В огромной столовой первый ряд и президиум занимали офицеры, служащие и учителя.
Было немало женщин.

Шевчук поднялся на трибуну и начал свой доклад.
Когда он дошёл до отличия нашей армии от армий западных стран, то его уже порядком развезло и он с пафосом заявил:
-Да что там говорить! Какое может быть сравнение с нашей армией?
Кто смотрел кинохронику, как Президент Франции Помпиду прилетел в Шереметьево, тот видел, что когда наш оркестр заиграл*Прощание славянки*, то французские генералы аж задрожали.
А что вы хотите от французской армии, если там одни педерасты.

Президиум упал со стульев, но какой же это был подарок циничным и отмороженным зэкам, половина шуток у которых составляла эта тема.
Смеялись над этим года два. До тех пор, когда Николая Ивановича отправили на пенсию за нехороший проступок.

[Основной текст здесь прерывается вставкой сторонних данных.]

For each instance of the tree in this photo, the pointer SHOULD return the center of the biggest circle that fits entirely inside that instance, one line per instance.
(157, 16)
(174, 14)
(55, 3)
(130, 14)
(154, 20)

…Освободился многолетний комендант его отряда Вася Прилуцкий.
Высокий и толстый хохол.
А поскольку они проработали вместе много лет, то Шевчук пригласил уже вольного Васю к себе домой, где они и пили *до потери документов*.

Поскольку трезвый Вася - это не совсем то же самое, что пьяный, то, уезжая, гость  прихватил из шкафа парадный капитанский костюм, с коим и прибыл в родной Воронеж, где его вскоре задержал военный патруль, потому что форма была на нём явно с чужого плеча.
Был большой скандал, и Николая Ивановича под  сочувствующие вздохи зэков и сослуживцев проводили на пенсию.
Жить он остался в посёлке, потому что уже без зоны жизни себе не представлял.

Однажды командир батальона Болдин (рассказ "Алла Борисовна")подвёл ко мне высокого, породистого и красивого мужика лет 35-ти  в дорогих и модных очках.
Это оказался Председатель районного суда Эдуард Васильевич Щтемберг.
Простой и доступный судья был обожаем зэками, потому что попавший к нему на процесс по досрочному освобождению или поселению кандидат обязательно отпускался.
За это зэки содержали его старый ГАЗик в идеальном состоянии, а  дровами и ремонтом районный суд был всегда обеспечен. А эти проблемы являлись немалой заботой любого руководителя.
Ни о каких деньгах судье я  никогда не слышал.
Благодаря Эдуарду Васильевичу я тоже вышел на поселение и ещё потом оставил полтора года от своего срока родному государству.
Больной, с температурой он приехал в наш посёлок и провёл заседание суда, узнав, что замполит хочет мне навредить и отложить моё дело.
После моего освобождения мы продолжали общаться запросто и на равных.

А через четыре года, когда обком хотел его растерзать за критическое выступление на бюро, я прилетел к нему и увёз к себе, где мой знакомый секретарь райкома взял его инструктором в административный отдел и дал трёхкомнатную квартиру.
До сих пор мы дружим, и я счастлив тем, что сумел помочь этому бескорыстному и великодушному человеку.

Неизвестно ещё, как бы сложилась моя жизнь, если бы не его своевременная помощь, как и помощь многих других представителей власти, к коей я никогда не питал дружеских чувств.

Такими я видел офицеров и судей в брежневские времена на севере.
Может быть, где-то были взяточники и мздоимцы, но я таких не встречал,
хотя знал многих. И даже о таких  ни от кого не слышал.

Вообще на севере не принято было что-то делать за деньги.
Тебе мог какой - нибудь начальник помочь и сам же тебя напоить и накормить.
Такие были нравы в 70 годы прошлого века.
Считаю нужным об этом написать, истины ради. Полагаю, что немного найдётся людей осведомлённей меня в этом вопросе.